Updated: May 26, 2020
Covid-19 is impacting everybody the world over, especially how businesses need to operate during this time. Where I’m based in Singapore, we've had a few more weeks to work out how companies can best adapt to the situation, keep their employees safe, but still keep business as usual. The first, and obvious step, that most have done is initiated their Business Continuity Planning (BCP) plan.
Larger companies usually have a quite well-established plan that they test on an annual basis to ensure key roles can be performed remotely when needed. However, for some of the smaller firms this is the first time they've come across it or had to implement it at such a wide scale. I spent many years participating in annual tests and helping to set up my department’s procedures, but we only ever tested that functions could be performed and that we could access our systems.
We never actually tested how we would work? How would we maintain culture? What best practices for communication are there? How do we go about business as usual in the case of extended BCP needs?
Before the ‘Circuit Breaker’ lockdown in Singapore what we saw in the market is that many clients were operating with 50% of their staff in the office and 50% working from home, and rotating that every few weeks.
With Singapore now under lockdown, together with many other Asian countries such as Malaysia, India, the Philippines, this has become a very real challenge for many of us in Asia and around the world.
Now at first this might sound great, for those who get to work from home and be with our families – but let's be honest for a moment… How efficient and productive are you at home compared to in the office?
Let’s face it, the allure of watching Netflix and doing very ‘light work’ is strong. If you’re like me, and still perform better in an office environment, then how can you ensure your productivity isn’t slipping? Here’s some ideas that I found have worked for me:
Hack 1: Use Video Meetings for Higher Engagement
We all know that seeing someone's face, seeing your colleagues in person, increases engagement, and allows you to understand what they're really mean and their body language behind their words. Sure, chat functionality such as Teams, WhatsApp, Skype or Slack are great but with most having video functionality, there’s fewer excuses for not using video. And yes, it does mean you’ll have to wear something semi-respectable!
So we want, if possible, to have video meetings, and therefore you can still have the meeting that you'd normally have in the office, still include everybody wherever they're working from, and still allow you to keep operating in the same way during this current environment.
Hack 2: Use Webinars to Replace Training
Another option at our disposal is the ability to go into webinars and online training, and this is where we're starting to switch our focus as a training company. This allows us to deliver training, not in person of course, but at least virtually.

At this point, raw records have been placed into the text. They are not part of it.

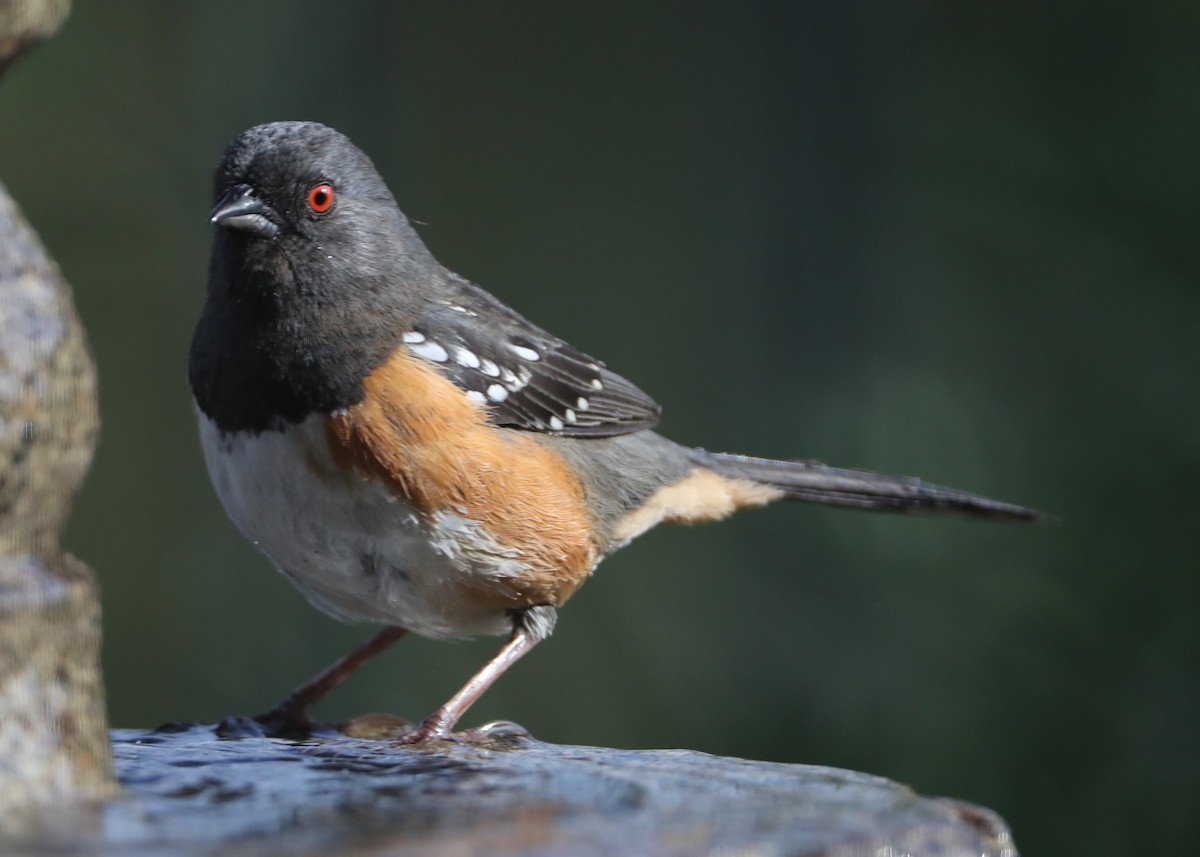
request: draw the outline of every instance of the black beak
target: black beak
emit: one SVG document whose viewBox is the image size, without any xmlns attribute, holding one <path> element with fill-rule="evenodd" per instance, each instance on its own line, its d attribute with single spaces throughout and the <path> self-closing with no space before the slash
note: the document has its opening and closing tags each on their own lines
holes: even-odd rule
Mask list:
<svg viewBox="0 0 1200 857">
<path fill-rule="evenodd" d="M 248 232 L 259 238 L 274 238 L 279 227 L 273 220 L 271 206 L 254 195 L 248 185 L 230 188 L 209 215 L 209 221 L 224 229 Z"/>
</svg>

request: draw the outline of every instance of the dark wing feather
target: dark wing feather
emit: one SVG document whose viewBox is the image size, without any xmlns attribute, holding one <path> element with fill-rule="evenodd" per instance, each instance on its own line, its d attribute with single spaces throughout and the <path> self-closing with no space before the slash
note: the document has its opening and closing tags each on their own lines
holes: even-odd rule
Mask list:
<svg viewBox="0 0 1200 857">
<path fill-rule="evenodd" d="M 482 402 L 496 425 L 608 437 L 658 423 L 658 405 L 636 386 L 459 277 L 407 341 Z"/>
</svg>

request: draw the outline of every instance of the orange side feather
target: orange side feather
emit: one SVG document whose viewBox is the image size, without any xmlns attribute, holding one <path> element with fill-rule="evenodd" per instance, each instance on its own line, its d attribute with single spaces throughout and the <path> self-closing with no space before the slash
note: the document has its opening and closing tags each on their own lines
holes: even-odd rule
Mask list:
<svg viewBox="0 0 1200 857">
<path fill-rule="evenodd" d="M 364 382 L 363 401 L 326 418 L 339 463 L 432 516 L 480 522 L 516 552 L 519 576 L 479 574 L 463 597 L 479 606 L 559 605 L 598 559 L 583 487 L 532 437 L 488 425 L 482 406 L 403 346 Z"/>
</svg>

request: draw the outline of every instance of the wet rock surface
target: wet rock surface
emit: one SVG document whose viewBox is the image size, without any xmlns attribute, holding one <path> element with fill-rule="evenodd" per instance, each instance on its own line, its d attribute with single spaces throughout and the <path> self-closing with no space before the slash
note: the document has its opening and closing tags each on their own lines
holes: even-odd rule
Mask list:
<svg viewBox="0 0 1200 857">
<path fill-rule="evenodd" d="M 424 748 L 242 734 L 114 732 L 126 797 L 59 814 L 31 853 L 1016 854 L 988 810 L 833 768 L 559 746 L 512 724 Z"/>
</svg>

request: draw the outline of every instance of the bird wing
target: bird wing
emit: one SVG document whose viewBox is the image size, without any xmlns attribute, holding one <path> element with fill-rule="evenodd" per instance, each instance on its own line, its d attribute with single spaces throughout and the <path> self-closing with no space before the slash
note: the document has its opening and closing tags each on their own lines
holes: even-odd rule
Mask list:
<svg viewBox="0 0 1200 857">
<path fill-rule="evenodd" d="M 484 405 L 495 425 L 609 437 L 659 420 L 659 406 L 632 383 L 461 277 L 452 276 L 404 342 Z"/>
</svg>

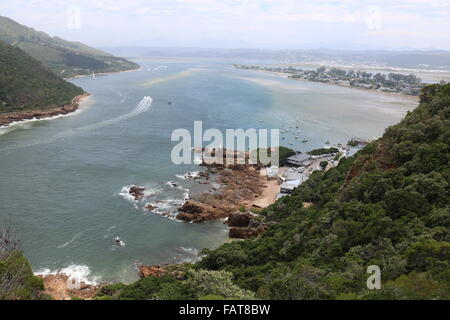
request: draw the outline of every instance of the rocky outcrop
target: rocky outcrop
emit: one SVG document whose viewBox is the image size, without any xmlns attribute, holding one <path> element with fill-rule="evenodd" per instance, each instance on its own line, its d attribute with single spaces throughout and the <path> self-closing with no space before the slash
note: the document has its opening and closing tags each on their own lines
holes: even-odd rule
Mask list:
<svg viewBox="0 0 450 320">
<path fill-rule="evenodd" d="M 227 218 L 239 207 L 247 206 L 258 198 L 264 189 L 265 179 L 252 165 L 206 165 L 203 178 L 214 174 L 220 188 L 205 192 L 181 206 L 177 219 L 187 222 L 204 222 Z"/>
<path fill-rule="evenodd" d="M 161 278 L 162 276 L 165 276 L 168 274 L 168 272 L 162 268 L 160 265 L 154 265 L 154 266 L 145 266 L 140 265 L 138 267 L 138 274 L 141 278 L 147 278 L 147 277 L 156 277 Z"/>
<path fill-rule="evenodd" d="M 229 215 L 226 210 L 192 200 L 186 201 L 178 211 L 178 220 L 195 223 L 226 218 Z"/>
<path fill-rule="evenodd" d="M 130 190 L 128 190 L 128 193 L 131 194 L 136 201 L 141 201 L 144 199 L 144 191 L 145 188 L 132 186 Z"/>
<path fill-rule="evenodd" d="M 170 275 L 176 279 L 184 279 L 185 272 L 178 270 L 177 265 L 161 266 L 159 264 L 153 266 L 140 265 L 138 267 L 138 274 L 141 278 L 156 277 L 161 278 L 163 276 Z"/>
<path fill-rule="evenodd" d="M 83 94 L 77 96 L 72 100 L 72 104 L 60 106 L 53 109 L 31 110 L 31 111 L 0 114 L 0 127 L 7 126 L 13 122 L 19 122 L 23 120 L 46 119 L 72 113 L 78 109 L 81 99 L 87 97 L 88 95 L 89 94 Z"/>
<path fill-rule="evenodd" d="M 63 273 L 40 276 L 44 280 L 45 294 L 55 300 L 71 300 L 73 297 L 81 299 L 92 299 L 100 286 L 80 282 L 69 288 L 69 276 Z M 69 280 L 69 281 L 68 281 Z"/>
<path fill-rule="evenodd" d="M 251 219 L 250 213 L 233 213 L 228 217 L 226 223 L 229 227 L 248 227 Z"/>
</svg>

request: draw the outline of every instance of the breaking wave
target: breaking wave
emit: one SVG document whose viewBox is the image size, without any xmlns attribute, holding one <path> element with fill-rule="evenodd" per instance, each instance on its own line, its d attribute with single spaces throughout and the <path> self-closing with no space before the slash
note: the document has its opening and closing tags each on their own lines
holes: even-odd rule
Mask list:
<svg viewBox="0 0 450 320">
<path fill-rule="evenodd" d="M 91 269 L 86 265 L 71 264 L 66 268 L 52 271 L 48 268 L 38 269 L 34 272 L 37 276 L 47 276 L 51 274 L 65 274 L 69 277 L 78 279 L 80 282 L 84 282 L 90 285 L 96 285 L 99 283 L 100 278 L 93 276 Z"/>
</svg>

If you've got regional offices, they can all dial in and still receive training. You'd still see me in-person. I'm able to share my screen and show slides. We're able to have functionalities, such as chat groups, "raising hand" buttons and polling, so we still get some interaction and some engagement throughout the session. You are still able to ask questions and debate the answers. Where feasible, I also have regional offices (if in same meeting room) discuss in groups and try to understand the context behind some of the theory that we’re learning.
It’s never going to be a perfect option that replicates or replaces in-person workshops, but it solves a big need and also better positions the training and education providers for the digital age of learning.

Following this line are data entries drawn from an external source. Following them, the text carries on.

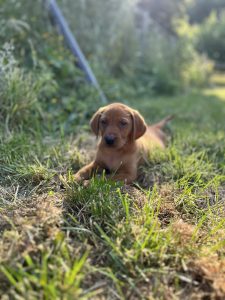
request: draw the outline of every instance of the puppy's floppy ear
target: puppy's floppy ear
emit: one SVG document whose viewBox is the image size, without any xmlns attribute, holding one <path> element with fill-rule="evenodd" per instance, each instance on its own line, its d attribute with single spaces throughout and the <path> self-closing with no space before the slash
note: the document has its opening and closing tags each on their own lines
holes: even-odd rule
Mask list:
<svg viewBox="0 0 225 300">
<path fill-rule="evenodd" d="M 90 121 L 90 126 L 94 134 L 98 137 L 99 133 L 99 121 L 101 114 L 103 113 L 104 107 L 99 108 L 99 110 L 96 111 L 96 113 L 92 116 Z"/>
<path fill-rule="evenodd" d="M 132 110 L 131 118 L 133 122 L 132 138 L 136 140 L 145 133 L 147 125 L 145 123 L 144 118 L 139 114 L 137 110 Z"/>
</svg>

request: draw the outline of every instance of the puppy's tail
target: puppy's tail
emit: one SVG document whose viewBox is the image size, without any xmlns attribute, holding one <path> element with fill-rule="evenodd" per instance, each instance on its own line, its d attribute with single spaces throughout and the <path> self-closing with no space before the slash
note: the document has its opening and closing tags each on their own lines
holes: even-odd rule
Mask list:
<svg viewBox="0 0 225 300">
<path fill-rule="evenodd" d="M 166 117 L 165 119 L 161 120 L 160 122 L 151 125 L 151 127 L 157 128 L 157 129 L 162 129 L 169 121 L 175 118 L 175 115 L 170 115 Z"/>
</svg>

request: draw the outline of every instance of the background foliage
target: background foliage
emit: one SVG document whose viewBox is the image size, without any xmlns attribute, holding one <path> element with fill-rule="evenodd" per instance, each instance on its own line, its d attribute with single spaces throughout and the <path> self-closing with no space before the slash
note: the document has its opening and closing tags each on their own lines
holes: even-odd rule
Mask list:
<svg viewBox="0 0 225 300">
<path fill-rule="evenodd" d="M 95 90 L 86 84 L 75 65 L 75 58 L 51 24 L 43 1 L 2 1 L 0 13 L 1 80 L 4 86 L 1 93 L 14 92 L 18 97 L 15 89 L 20 89 L 24 95 L 20 97 L 19 107 L 24 109 L 27 102 L 31 102 L 30 113 L 35 114 L 34 118 L 44 119 L 46 128 L 68 131 L 72 126 L 75 130 L 72 124 L 82 124 L 99 102 Z M 13 80 L 15 84 L 11 82 Z M 35 93 L 36 100 L 32 101 L 26 91 Z M 9 111 L 14 113 L 14 100 L 3 95 L 2 101 L 0 115 L 5 118 L 4 107 L 11 107 Z M 10 103 L 6 104 L 6 101 Z M 18 102 L 17 98 L 15 102 Z M 87 104 L 90 112 L 86 111 Z M 33 109 L 33 105 L 38 106 L 38 110 L 37 107 Z"/>
<path fill-rule="evenodd" d="M 61 2 L 100 77 L 125 79 L 148 93 L 173 93 L 206 83 L 211 64 L 187 35 L 179 36 L 176 26 L 181 19 L 187 23 L 185 1 Z"/>
<path fill-rule="evenodd" d="M 200 87 L 213 61 L 224 61 L 224 0 L 61 0 L 60 5 L 110 99 Z M 2 45 L 15 44 L 23 68 L 48 74 L 42 99 L 54 99 L 55 115 L 76 99 L 80 116 L 79 100 L 95 96 L 56 35 L 43 1 L 2 1 L 1 16 Z"/>
</svg>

Hack 3: Blended Learning Can Be A Good Solution
One thing that I recently implemented with great success in 2019 (pre-Covid-19) was delivering webinars prior to an in-person workshop, similar to a flipped classroom style of learning.
In these, we discuss more of the content and the theory behind the topic in question, and can host employees from regional offices across Asia. Then we meet up in person shortly afterwards and start to apply the theory to a business case study, or run a guided facilitation session going deeper on a current business challenge.
In this time of Covid-19 lockdowns, what we would recommend is a ‘blended virtual approach’ – e.g. if the client was looking for Design Thinking training, we could organise a series of 90-min webinars on Design Thinking, or a Design Thinking online course, followed by online quizzes then virtual group coaching for groups of 4 to 5 participants, and send participants e-books, articles, and online resources to ensure that the learning has been effective.
Tip 4: Manage Your Time, Work Regular ‘Office Hours’
The best way to mirror how you perform in the office is to maintain the same schedule when working remotely. You've got to think of the day as if you're in the office, so therefore your schedules remain the same. Getting out of bed at 11am before eventually opening the laptop doesn’t work in most office environments, so why start doing it at home?
If you have breakfast, or your tea/coffee at a certain time, have them at the same time at home. If you have a 9:00 AM management meeting or a “stand-up session”, have them the same way but through the virtual technology that we've been discussing.
Do you make a 'To-Do List’ at the start of the day in the office? Great, write one at home. Establish what you want to achieve for that particular day and make sure that you achieve it. If you go home at 6:00pm, try to finish your remote work at 6:00pm.
None of this is rocket science, neither does it need to be, but these hacks have helped me tremendously, and I hope they can help you adjust to the new current way of working!